Re: Reduce "Var IS [NOT] NULL" quals during constant folding

Chengpeng Yan <chengpeng_yan@outlook.com>

From: Chengpeng Yan <chengpeng_yan@Outlook.com>
To: Richard Guo <guofenglinux@gmail.com>
Cc: Robert Haas <robertmhaas@gmail.com>, Tom Lane <tgl@sss.pgh.pa.us>, David Rowley <dgrowleyml@gmail.com>, Tender Wang <tndrwang@gmail.com>, "pgsql-hackers@lists.postgresql.org" <pgsql-hackers@lists.postgresql.org>
Date: 2025-05-03T10:48:44Z
Lists: pgsql-hackers

> On May 1, 2025, at 16:33, Richard Guo <guofenglinux@gmail.com> wrote:
> 
> Here is the patchset that implements this optimization.  0001 moves
> the expansion of virtual generated columns to occur before sublink
> pull-up.  0002 introduces a new function, preprocess_relation_rtes,
> which scans the rangetable for relation RTEs and performs inh flag
> updates and virtual generated column expansion in a single loop, so
> that only one table_open/table_close call is required for each
> relation.  0003 collects NOT NULL attribute information for each
> relation within the same loop, stores it in a relation OID based hash
> table, and uses this information to reduce NullTest quals during
> constant folding.
> 
> I think the code now more closely resembles the phase 1 and phase 2
> described earlier: it collects all required early-stage catalog
> information within a single loop over the rangetable, allowing each
> relation to be opened and closed only once.  It also avoids the
> has_subclass() call along the way.
> 
> Thanks
> Richard
> <v4-0001-Expand-virtual-generated-columns-before-sublink-p.patch><v4-0002-Centralize-collection-of-catalog-info-needed-earl.patch><v4-0003-Reduce-Var-IS-NOT-NULL-quals-during-constant-fold.patch>

Hi,

I've been following the V4 patches (focusing on 1 and 2 for now): Patch 2's preprocess_relation_rtes is a nice improvement for efficiently gathering early catalog info like inh and attgenerated definitions in one pass.

However, Patch 1 needs to add expansion calls inside specific pull-up functions (like convert_EXISTS_sublink_to_join) because the main expansion work was moved before pull_up_sublinks.

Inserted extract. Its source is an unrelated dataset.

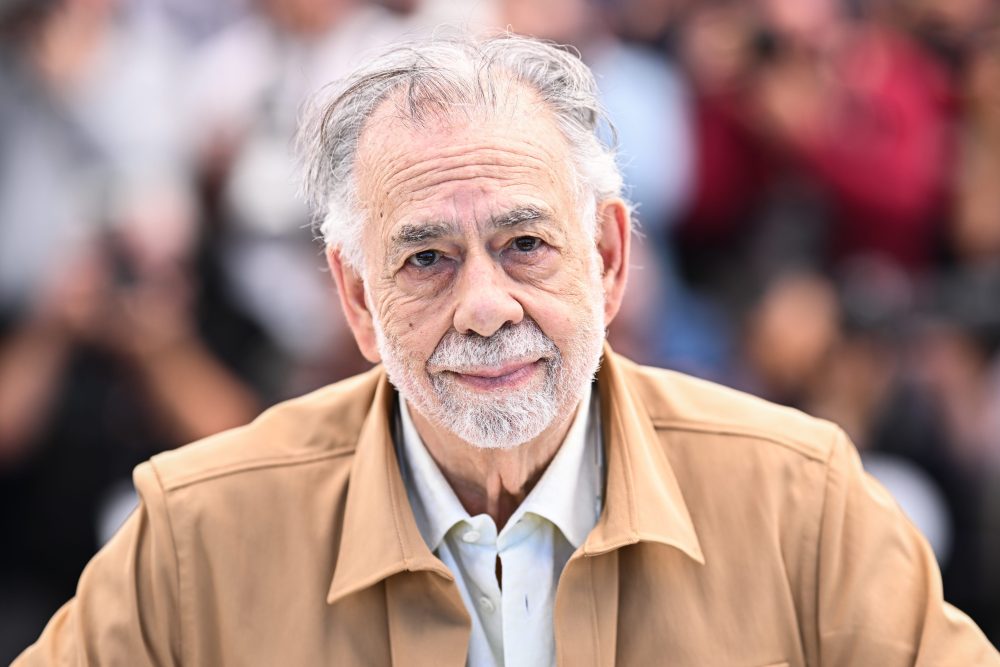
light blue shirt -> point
(512, 624)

Could we perhaps simplify this? What if preprocess_relation_rtes only collected the attgenerated definitions (storing them, maybe in a hashtable like planned for attnotnull in Patch 3), but didn't perform the actual expansion (Var replacement)?

Then, we could perform the actual expansion (Var replacement) in a separate, single, global step later on. Perhaps after pull_up_sublinks (closer to the original timing), or maybe even later still, for instance after flatten_simple_union_all, once the main query structure including pulled-up subqueries/links has stabilized? A unified expansion after the major structural changes seems cleaner. I'm not sure where is the better position now.

This might avoid the need for the extra expansion calls within convert_EXISTS_sublink_to_join, etc., keeping the information gathering separate from the expression transformation and potentially making the overall flow a bit cleaner.

Any thoughts?

Thanks,

Chengpeng Yan